One governor and 200 state legislators, and not a single one lists their primary occupation as advertising executive.
Who can blame them? Advertising is one of the only professions that has an image problem as bad as politics. Pop culture's current characterization of an ad man -- the boozing, womanizing, lying Don Draper of "Mad Men" -- might be an improvement from previous incarnations.
But maybe state government could benefit by having a legislator or executive who has run an ad campaign. Clearly, current officeholders can't see how deeply damaging the state government shutdown is to Minnesota's brand.
"A brand is a set of associations that resides in people's minds," said my former colleague Steve Wehrenberg, CEO of Campbell Mithun. Wehrenberg also teaches a course in the University of Minnesota's graduate school of strategic communication, in which his semester project is to create a campaign to resuscitate a troubled brand.

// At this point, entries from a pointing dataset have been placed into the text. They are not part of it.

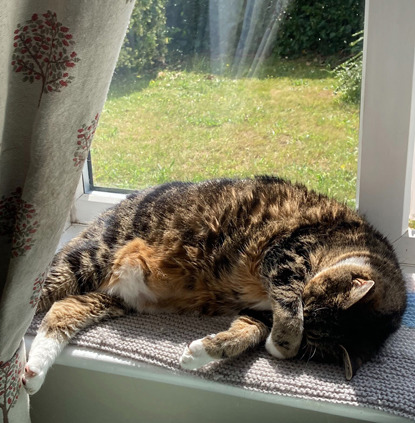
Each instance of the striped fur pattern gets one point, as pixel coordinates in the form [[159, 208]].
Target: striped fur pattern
[[303, 273]]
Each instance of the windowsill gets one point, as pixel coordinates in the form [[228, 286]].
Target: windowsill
[[92, 360], [102, 361]]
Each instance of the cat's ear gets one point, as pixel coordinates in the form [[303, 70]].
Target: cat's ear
[[351, 363], [360, 288]]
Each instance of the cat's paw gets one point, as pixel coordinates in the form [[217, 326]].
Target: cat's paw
[[33, 378], [195, 356]]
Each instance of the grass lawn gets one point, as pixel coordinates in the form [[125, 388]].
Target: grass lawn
[[190, 125]]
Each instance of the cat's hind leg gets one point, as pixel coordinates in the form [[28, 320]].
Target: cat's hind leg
[[244, 333], [63, 321]]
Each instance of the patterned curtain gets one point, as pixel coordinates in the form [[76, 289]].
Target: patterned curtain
[[57, 59]]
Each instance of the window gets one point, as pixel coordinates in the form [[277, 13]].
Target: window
[[387, 128], [387, 131]]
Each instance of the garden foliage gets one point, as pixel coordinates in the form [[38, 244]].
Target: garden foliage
[[169, 30]]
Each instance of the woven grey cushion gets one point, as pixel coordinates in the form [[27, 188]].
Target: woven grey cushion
[[386, 383]]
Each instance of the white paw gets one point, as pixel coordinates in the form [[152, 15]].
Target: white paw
[[42, 355], [33, 379], [273, 349], [195, 356]]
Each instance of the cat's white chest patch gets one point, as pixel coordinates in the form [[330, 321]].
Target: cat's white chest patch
[[131, 287]]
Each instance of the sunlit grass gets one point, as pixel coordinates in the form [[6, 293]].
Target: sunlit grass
[[185, 125]]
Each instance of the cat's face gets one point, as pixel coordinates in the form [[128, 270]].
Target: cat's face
[[339, 317]]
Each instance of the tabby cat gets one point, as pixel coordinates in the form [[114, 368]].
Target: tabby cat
[[301, 272]]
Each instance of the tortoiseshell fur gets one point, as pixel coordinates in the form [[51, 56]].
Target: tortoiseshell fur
[[304, 272]]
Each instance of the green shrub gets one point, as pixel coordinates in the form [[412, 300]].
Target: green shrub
[[349, 73], [187, 27], [145, 43], [324, 27]]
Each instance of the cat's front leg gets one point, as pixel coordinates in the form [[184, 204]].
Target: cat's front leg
[[287, 329]]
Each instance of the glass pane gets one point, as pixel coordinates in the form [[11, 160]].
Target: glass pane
[[234, 88]]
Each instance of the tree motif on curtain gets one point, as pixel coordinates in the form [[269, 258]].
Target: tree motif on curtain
[[84, 139], [10, 384], [43, 52], [18, 222]]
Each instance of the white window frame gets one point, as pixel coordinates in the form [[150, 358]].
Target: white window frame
[[387, 122], [387, 130]]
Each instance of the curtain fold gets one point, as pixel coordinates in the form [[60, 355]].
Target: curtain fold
[[57, 60]]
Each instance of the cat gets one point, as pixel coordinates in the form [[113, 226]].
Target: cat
[[302, 273]]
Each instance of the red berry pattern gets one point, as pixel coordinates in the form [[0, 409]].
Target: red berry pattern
[[84, 139], [10, 384], [43, 52]]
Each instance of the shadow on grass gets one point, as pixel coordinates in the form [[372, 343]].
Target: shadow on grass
[[126, 83], [123, 84]]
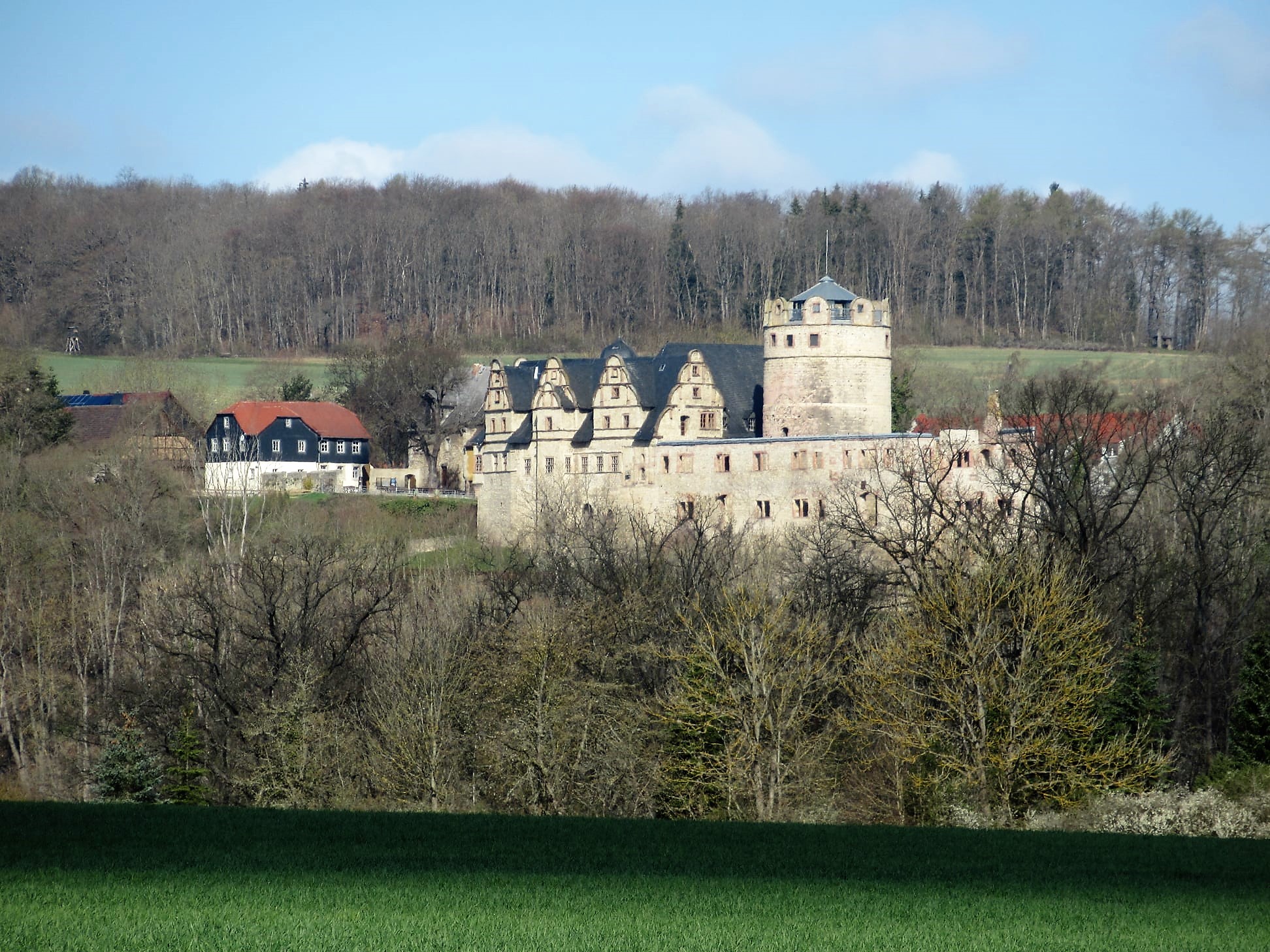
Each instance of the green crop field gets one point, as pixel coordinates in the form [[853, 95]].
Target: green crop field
[[207, 384], [129, 878]]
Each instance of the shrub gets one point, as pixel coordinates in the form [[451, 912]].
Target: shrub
[[1180, 812]]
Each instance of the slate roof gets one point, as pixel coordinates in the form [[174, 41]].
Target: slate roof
[[737, 371], [827, 289], [99, 417], [323, 418], [521, 384], [522, 434], [583, 377], [468, 402], [619, 347]]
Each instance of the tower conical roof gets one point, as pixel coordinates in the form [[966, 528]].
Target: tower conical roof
[[827, 289]]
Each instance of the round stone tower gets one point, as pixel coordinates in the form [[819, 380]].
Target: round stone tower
[[826, 363]]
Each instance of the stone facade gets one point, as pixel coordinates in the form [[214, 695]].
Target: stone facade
[[770, 437]]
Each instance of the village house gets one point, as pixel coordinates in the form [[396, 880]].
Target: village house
[[154, 423], [255, 446], [765, 434]]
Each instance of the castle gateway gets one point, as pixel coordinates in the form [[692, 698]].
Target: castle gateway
[[764, 434]]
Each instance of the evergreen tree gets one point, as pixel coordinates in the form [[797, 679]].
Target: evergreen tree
[[186, 776], [31, 414], [127, 770], [1250, 715]]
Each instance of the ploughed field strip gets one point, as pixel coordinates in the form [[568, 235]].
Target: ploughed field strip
[[129, 878]]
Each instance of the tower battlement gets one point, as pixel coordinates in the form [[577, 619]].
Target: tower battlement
[[826, 363]]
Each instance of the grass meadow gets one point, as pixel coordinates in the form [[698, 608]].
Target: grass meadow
[[161, 878], [208, 384]]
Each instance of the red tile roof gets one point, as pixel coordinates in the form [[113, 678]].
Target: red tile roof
[[324, 418]]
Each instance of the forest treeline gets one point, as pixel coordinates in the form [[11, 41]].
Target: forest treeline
[[183, 270], [900, 661]]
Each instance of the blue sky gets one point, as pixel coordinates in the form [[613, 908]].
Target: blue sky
[[1143, 103]]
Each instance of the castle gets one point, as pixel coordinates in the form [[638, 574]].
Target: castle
[[765, 434]]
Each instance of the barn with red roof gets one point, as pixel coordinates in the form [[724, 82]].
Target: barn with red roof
[[284, 445]]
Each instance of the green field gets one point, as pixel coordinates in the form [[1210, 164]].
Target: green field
[[1128, 371], [126, 878], [207, 384]]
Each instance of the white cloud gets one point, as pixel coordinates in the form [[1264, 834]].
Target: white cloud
[[338, 159], [1227, 48], [909, 54], [925, 168], [922, 50], [691, 141], [474, 154], [714, 145]]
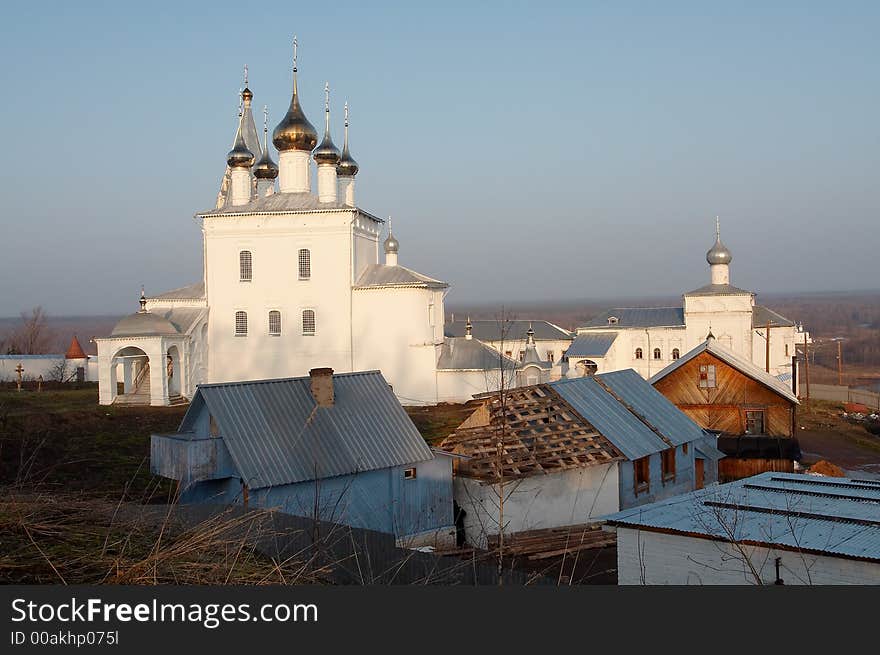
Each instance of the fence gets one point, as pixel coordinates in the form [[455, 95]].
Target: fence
[[840, 394]]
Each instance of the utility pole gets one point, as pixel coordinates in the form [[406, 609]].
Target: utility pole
[[807, 368]]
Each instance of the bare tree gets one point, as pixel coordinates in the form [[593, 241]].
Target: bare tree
[[33, 336]]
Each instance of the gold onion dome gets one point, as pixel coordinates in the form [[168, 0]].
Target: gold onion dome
[[347, 166], [294, 132], [240, 156], [327, 152]]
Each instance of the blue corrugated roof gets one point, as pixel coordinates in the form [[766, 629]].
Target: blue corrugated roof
[[639, 317], [277, 434], [605, 413], [591, 344], [652, 406], [838, 516]]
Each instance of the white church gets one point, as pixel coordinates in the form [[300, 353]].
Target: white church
[[294, 279]]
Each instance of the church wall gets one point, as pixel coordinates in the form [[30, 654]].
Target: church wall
[[396, 331], [274, 242]]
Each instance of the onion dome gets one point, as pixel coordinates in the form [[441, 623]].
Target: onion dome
[[240, 156], [347, 166], [266, 169], [294, 132], [327, 153], [718, 254]]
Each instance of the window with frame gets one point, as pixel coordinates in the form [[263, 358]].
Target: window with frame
[[707, 376], [309, 322], [245, 266], [642, 474], [667, 464], [275, 323], [305, 264], [241, 324]]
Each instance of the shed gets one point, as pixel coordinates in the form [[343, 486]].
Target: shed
[[334, 447]]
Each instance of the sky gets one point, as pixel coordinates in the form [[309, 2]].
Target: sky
[[526, 151]]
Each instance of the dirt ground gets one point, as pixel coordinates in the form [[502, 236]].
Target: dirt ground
[[824, 434]]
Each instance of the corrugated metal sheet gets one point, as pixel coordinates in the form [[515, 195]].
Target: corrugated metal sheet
[[745, 367], [591, 344], [653, 406], [512, 331], [838, 516], [614, 421], [277, 435], [379, 275], [460, 354], [628, 317]]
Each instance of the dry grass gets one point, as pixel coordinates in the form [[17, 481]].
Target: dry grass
[[60, 539]]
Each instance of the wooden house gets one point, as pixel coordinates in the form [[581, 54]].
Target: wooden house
[[567, 452], [753, 412]]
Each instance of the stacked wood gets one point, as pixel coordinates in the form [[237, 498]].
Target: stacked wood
[[554, 542]]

Next semester's target could be the state of Minnesota. The state's national image today is based on images of padlocked parks and locked-in partisanship.
And the national media sees the state as a canary in a coal mine for what's in store if Washington can't resolve its fiscal crises. Wisconsin was similarly used as a framing device for the national debate over public employee unions when its capitol was convulsed with protests last winter.
Shutdown stories have been splashed on the front pages of national newspapers. The Wall Street Journal and New York Times opined about it Wednesday.
Cable and network newscasts have routinely run reports and commentary on our dysfunctional democracy. And these brand-damaging stories have been echoed online, as well as on air via local and national talk radio shows.